On Thu, 19 Jun 2003, Matt Lashley/SCO wrote:
> Just in case anyone is interested --
>
> Though this initial focus of this comparison seemed geared toward S390
> Linux running in an LPAR and Linux on an x86, since I no longer have an
> S390 Linux LPAR I ran the test under a few different VM guest machines.
> The code I used is at the bottome of this note. (Copied from John's
> example.)
>
> What I found strange was that the fatsest times (posted under Results1)
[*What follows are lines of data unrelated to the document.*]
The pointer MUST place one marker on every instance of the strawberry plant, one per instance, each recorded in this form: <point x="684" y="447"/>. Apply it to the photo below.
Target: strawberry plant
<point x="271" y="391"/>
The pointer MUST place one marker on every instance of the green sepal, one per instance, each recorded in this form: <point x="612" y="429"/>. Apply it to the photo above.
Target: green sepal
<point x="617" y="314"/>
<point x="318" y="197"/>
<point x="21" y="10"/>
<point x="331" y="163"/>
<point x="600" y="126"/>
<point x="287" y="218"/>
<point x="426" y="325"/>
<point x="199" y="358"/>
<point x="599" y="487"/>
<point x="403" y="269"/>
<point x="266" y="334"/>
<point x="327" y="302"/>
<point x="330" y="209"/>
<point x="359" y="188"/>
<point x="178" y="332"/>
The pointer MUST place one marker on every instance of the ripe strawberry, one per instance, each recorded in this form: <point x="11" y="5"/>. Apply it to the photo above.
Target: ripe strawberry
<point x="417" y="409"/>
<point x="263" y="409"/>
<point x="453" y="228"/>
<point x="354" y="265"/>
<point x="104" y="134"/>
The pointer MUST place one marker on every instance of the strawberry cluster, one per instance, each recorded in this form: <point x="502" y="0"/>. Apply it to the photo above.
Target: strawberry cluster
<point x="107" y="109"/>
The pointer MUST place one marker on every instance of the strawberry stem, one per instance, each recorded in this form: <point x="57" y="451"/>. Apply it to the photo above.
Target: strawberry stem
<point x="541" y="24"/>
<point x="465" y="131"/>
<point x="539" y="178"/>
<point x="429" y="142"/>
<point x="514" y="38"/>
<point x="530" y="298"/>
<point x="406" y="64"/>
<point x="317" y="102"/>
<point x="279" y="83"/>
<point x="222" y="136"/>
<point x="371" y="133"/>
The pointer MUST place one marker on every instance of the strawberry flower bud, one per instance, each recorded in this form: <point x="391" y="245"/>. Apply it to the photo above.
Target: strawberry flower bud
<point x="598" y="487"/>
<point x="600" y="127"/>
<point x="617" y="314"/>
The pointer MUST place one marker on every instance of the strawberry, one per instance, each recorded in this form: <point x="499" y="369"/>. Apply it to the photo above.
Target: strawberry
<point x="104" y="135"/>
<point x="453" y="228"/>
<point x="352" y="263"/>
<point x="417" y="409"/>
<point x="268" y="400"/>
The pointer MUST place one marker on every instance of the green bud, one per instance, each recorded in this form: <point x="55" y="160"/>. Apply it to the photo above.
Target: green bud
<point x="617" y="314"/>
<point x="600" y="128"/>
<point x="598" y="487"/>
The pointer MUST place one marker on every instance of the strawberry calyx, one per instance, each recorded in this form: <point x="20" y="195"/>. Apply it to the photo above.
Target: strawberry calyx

> came off of the initial run. Subsequent runs were always slower. And,
> when I ran the code on all three machines at the same time (posted under
> Results2) the times increased fairly dramatically.
>
> Dear IBM - please come up with a way to level the trade-off between
> processing power of an IFL and its cache. I fear MTBF, throughput and
> white space won't be enough in the near future. The gap in TCO won't be as
> wide forever. You guys have worked miracles before...
>
>
> The system:
>
> 9672 G6 machine with a single IFL
> 1 gig of real mem (for the whole VM system)
> VM 4.3
> Ten concurrently running Linux guest machines
>
> Guest machine one:
>
> OS: SLES8
> Mem: 512M
> CPU Share: 2000 (relative)
> Heaviest app on the server: Domino 6.5 (not heavily used)
>
> Results1:
> tuxd1:~ # time ./perl_bench.perl
>
> real 0m14.014s
> user 0m14.010s
> sys 0m0.010s
>
Unfortunately (for me) I don't know where that machine sits in the
pecking-order, whether it's a high-end machine or a relative toy. I
guess, since you beat my emulation so well, that it's a high-end
machine.
But do remember I'd changed my benchmark to this:
#!/usr/bin/perl
#use integer;
$i = 0;
while ($i < 10000)
{
$j = 0;
while ($j < 10000)
{
++$j;
}
++$i;
}
skink:~#
Give it another run, uncommenting the "use integer" line. You will be so
glad you did;-)
--
Cheers
John.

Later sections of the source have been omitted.